Shannon Lehmkuhl of Estherville and Troy Ellis of Newton were among the veterans at the event on Capitol Hill. They were participating in an Operation Free two-day fly-in to meet with members of Congress. Click here for video of the news conference. Click here for photos of the news conference.

Grassley: production tax credit for wind is working and needs to be renewed

"The production tax credit for wind is working and should be part of the effort in Washington to help get more Americans – and more veterans – working," Grassley said. "Certainty about tax policy and affordable energy are factors for economic growth, and as much energy as possible – both traditional and renewable – should be produced at home to create jobs and strengthen economic and national security. There's no reason to worsen the unemployment problem by letting this successful incentive lapse."

In August, the Senate Finance Committee, with a bipartisan vote, passed an amendment authored by Grassley to extend the wind energy production tax credit.  Legislation in the House of Representatives to extend the production tax credit for wind has 118 cosponsors, both Democrats and Republicans.

Grassley authored the production tax credit for wind when it was first passed in 1992.  He has worked since then to extend the successful policy. Udall has been a vocal proponent for the wind production tax credit, speaking nearly every day the Senate has been in session to urge his colleagues to extend the production tax credit and secure made-in-America energy and the jobs it creates.

This is tax relief that rewards results, much different than failed tax-payer funded grants and loans

Grassley said the production tax credit for wind is available only when wind energy is produced. There's no benefit for simply placing the turbine in the ground. "It's tax relief that rewards results," Grassley said. "That's much different than failed taxpayer-funded grants and loans made since 2009."  The senator said wind energy detractors have blurred the distinction in efforts to undercut wind as a source of clean electricity.
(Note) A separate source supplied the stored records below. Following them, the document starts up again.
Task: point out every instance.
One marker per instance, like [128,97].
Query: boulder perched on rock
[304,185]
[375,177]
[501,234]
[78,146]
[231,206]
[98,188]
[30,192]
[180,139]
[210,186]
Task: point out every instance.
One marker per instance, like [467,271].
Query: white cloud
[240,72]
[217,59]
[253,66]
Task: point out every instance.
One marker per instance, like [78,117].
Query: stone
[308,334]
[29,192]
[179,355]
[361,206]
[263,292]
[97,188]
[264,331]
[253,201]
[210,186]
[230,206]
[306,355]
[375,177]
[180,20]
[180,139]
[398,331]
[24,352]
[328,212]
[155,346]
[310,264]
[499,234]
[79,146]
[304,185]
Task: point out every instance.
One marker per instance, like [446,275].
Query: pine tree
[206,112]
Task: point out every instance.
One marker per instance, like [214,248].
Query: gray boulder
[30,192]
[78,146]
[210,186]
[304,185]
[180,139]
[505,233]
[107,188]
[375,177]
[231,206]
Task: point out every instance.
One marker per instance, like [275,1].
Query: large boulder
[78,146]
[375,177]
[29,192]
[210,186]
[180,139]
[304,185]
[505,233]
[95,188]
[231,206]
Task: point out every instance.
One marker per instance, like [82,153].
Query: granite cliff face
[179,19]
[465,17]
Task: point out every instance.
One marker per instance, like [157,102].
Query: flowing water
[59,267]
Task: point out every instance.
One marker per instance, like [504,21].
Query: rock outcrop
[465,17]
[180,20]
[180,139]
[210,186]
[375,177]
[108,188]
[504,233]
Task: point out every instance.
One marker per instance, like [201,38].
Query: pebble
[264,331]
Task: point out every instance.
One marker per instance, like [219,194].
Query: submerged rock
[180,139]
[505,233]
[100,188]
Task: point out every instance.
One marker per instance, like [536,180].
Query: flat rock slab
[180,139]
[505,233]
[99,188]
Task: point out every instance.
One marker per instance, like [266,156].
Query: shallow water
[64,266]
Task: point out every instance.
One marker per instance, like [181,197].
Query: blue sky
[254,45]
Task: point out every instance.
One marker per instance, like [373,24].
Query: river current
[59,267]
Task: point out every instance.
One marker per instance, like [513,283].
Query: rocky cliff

The wind energy production tax credit was created to try to level the playing field with coal-fired and nuclear electricity generation. If the wind incentive is allowed to lapse on December 31, wind energy would be the only form of energy generation without any federal incentive.

Nationwide, wind-energy production supports 75,000 jobs. In Iowa, the wind energy industry employs nearly 5,000 full-time workers, with a number of major wind manufacturing facilities. Iowa generates 20% of its electricity needs from wind, and wind energy powers the equivalent of a million homes. Almost 3,000 utility-scale turbines in Iowa generate lease payments to landowners worth $12.5 million every year.